What is reasonable money? AWS Glacier Deep Archive is around $1/TB/month. Since it includes Multi-AZ replication for "free", you'd have to store multiple tapes in multiple facilities to get the same durability with tapes.
Retrieval costs are additional of course, and depend on how quickly you need access to the data, but if you just want to store data long term in case of disaster, $1/TB for multi-AZ replicated data seems like pretty reasonable pricing.
LTO-6 tapes hold 2.5TB of data (uncompressed), assuming you store 2 for redundancy, you'd need to find a place that will store them for $1.25/tape/month to break even, plus you're paying $25 for the tape itself, so over 3 years, that's almost another $1/month/tape. Plus the tape drive itself is around $1500.
You can use newer tape technology for better economies of scale, but your buy-in cost is higher due to the higher price of the tape drive, so you'd need a pretty high volume of data to break even.
Glacier cost in the cheapest region is 3.6$/TB/month. Plus at least 50$ to download that terabyte once it's needed(if hardware that you're backing up is not in AWS), and I don't even factor in retrieval costs. You can get HDD storage cheaper than this(twice as cheap with some providers) if you are willing to use dedicated servers. And they come with unlimited traffic. And you can use hardware there for something. Glacier is expensive AF.
And its awesome until you notice that just the transit fees to restore it work out to roughly $100 a TB. Which even for someone with a small auto loader (10-20 tapes), quickly buys a new tape backup system should they ever have to restore 100TB+.
So, if your 100% confident you won't ever have to restore it, its a great deal. I was considering it for my personal backups but the ~3-5k a full restore would cost me is unpleasant on top of the $30-50 a month the storage would cost me. Over a 3 year timeframe that is $1000-1800 just in storage fees. So, maybe I will just buy another USB JBOD...
I suspect that over 100T, tape is still much cheaper, especially if the offsite storage is a fire safe at the CTO's house. Once your in the few PB range its a no brainier and actual offsite storage services start to look inexpensive. https://spectralogic.com/wp-content/uploads/white-paper-iron... says that its ~$1 a month per tape to store it at iron mountain, but I'm pretty sure there is a nice volume discount, one of the previous places I worked used them for tape storage and the actual storage bill was a joke in comparison to the pickup fee.

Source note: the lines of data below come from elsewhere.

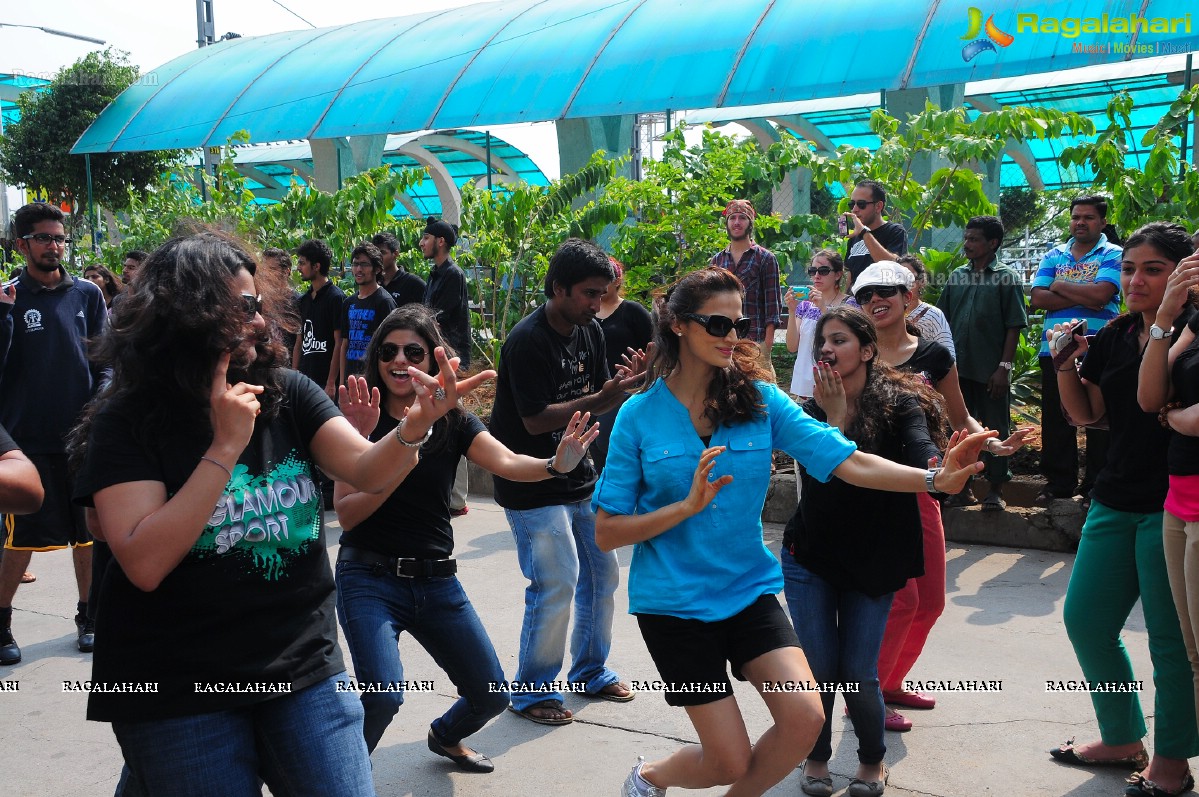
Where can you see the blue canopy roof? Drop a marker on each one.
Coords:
(537, 60)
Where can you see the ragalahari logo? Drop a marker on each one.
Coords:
(994, 36)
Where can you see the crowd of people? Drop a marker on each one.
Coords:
(184, 426)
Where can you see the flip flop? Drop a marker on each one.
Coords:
(554, 705)
(603, 694)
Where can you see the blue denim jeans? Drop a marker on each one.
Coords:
(558, 554)
(308, 743)
(375, 608)
(841, 632)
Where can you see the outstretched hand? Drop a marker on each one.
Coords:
(573, 445)
(232, 409)
(435, 396)
(962, 459)
(359, 404)
(703, 487)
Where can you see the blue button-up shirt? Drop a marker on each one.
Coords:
(715, 563)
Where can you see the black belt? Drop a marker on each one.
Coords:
(407, 568)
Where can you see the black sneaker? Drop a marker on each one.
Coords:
(86, 633)
(8, 651)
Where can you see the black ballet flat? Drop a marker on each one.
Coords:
(476, 762)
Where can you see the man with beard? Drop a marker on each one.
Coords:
(363, 312)
(872, 239)
(46, 320)
(758, 271)
(554, 364)
(1078, 279)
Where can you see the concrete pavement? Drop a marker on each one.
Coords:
(1002, 623)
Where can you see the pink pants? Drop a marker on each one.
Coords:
(917, 605)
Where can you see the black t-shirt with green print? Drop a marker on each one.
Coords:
(251, 607)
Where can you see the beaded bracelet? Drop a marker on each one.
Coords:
(1162, 415)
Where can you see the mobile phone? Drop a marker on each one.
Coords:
(1065, 352)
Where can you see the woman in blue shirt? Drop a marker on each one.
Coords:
(687, 474)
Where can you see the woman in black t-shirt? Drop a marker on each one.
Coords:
(1121, 556)
(216, 648)
(848, 549)
(395, 572)
(884, 290)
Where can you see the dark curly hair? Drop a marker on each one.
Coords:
(731, 394)
(419, 319)
(172, 326)
(885, 387)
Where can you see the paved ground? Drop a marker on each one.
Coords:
(1002, 623)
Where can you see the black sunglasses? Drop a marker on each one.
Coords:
(883, 291)
(718, 326)
(46, 237)
(252, 305)
(413, 352)
(824, 271)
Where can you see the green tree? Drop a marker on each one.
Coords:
(35, 150)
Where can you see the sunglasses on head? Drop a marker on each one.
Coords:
(413, 352)
(883, 291)
(252, 305)
(824, 271)
(718, 326)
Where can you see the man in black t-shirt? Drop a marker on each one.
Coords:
(363, 312)
(552, 366)
(445, 294)
(404, 287)
(320, 315)
(872, 239)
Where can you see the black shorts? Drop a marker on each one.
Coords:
(59, 523)
(691, 654)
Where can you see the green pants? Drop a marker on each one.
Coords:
(994, 414)
(1121, 559)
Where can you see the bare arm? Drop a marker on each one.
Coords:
(1092, 295)
(1043, 299)
(1154, 388)
(20, 488)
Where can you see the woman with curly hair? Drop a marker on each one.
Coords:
(686, 479)
(848, 549)
(199, 459)
(106, 281)
(395, 571)
(1121, 556)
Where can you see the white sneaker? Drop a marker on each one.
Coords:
(632, 784)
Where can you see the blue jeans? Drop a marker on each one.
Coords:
(375, 608)
(841, 632)
(558, 554)
(308, 743)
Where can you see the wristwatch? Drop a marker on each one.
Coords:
(1158, 333)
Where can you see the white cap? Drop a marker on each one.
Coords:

Glacier is for storing records that by law you have to keep for a certain period of time (e.g. 6 years for expenses, tax & accounting, etc.) but that you have no intention of ever retrieving yourself. It's not a cheap backup solution.
Who is accessing their off site backups regularly? I spent 7 years of managing IT for a 500 person company and we never needed to pull in the offsite backups, those were for disaster recovery. After decades of managing my home backups, I've never had to pull in the off-site backups (which started as CD's (the DVD's) mailed to my parents, then a hard drive, and now cloud backup (not AWS)).
I always have local backups which I'd use to recover a deleted file or crashed hard drive, it would take weeks, maybe months to pull down my cloud backup unless I pay for a hard drive to be shipped to me (or in AWS's case, a Snowball, I could have 100TB restored in under a week using a Snowball)
This is deep archive offsite tape storage, not something you'd need to restore often.
When I last managed offsite tape backups, I never planned on really needing to retrieve the data -- I had the data on disk and on the most recent tapes. (I did do periodic restore tests)
If I had to restore the data, I wouldn't care how much it costs (within reason).
Retrieval costs are additional of course, and depend on how quickly you need access to the data, but if you just want to store data long term in case of disaster, $1/TB for multi-AZ replicated data seems like pretty reasonable pricing.
LTO-6 tapes hold 2.5TB of data (uncompressed), assuming you store 2 for redundancy, you'd need to find a place that will store them for $1.25/tape/month to break even, plus you're paying $25 for the tape itself, so over 3 years, that's almost another $1/month/tape. Plus the tape drive itself is around $1500.
You can use newer tape technology for better economies of scale, but your buy-in cost is higher due to the higher price of the tape drive, so you'd need a pretty high volume of data to break even.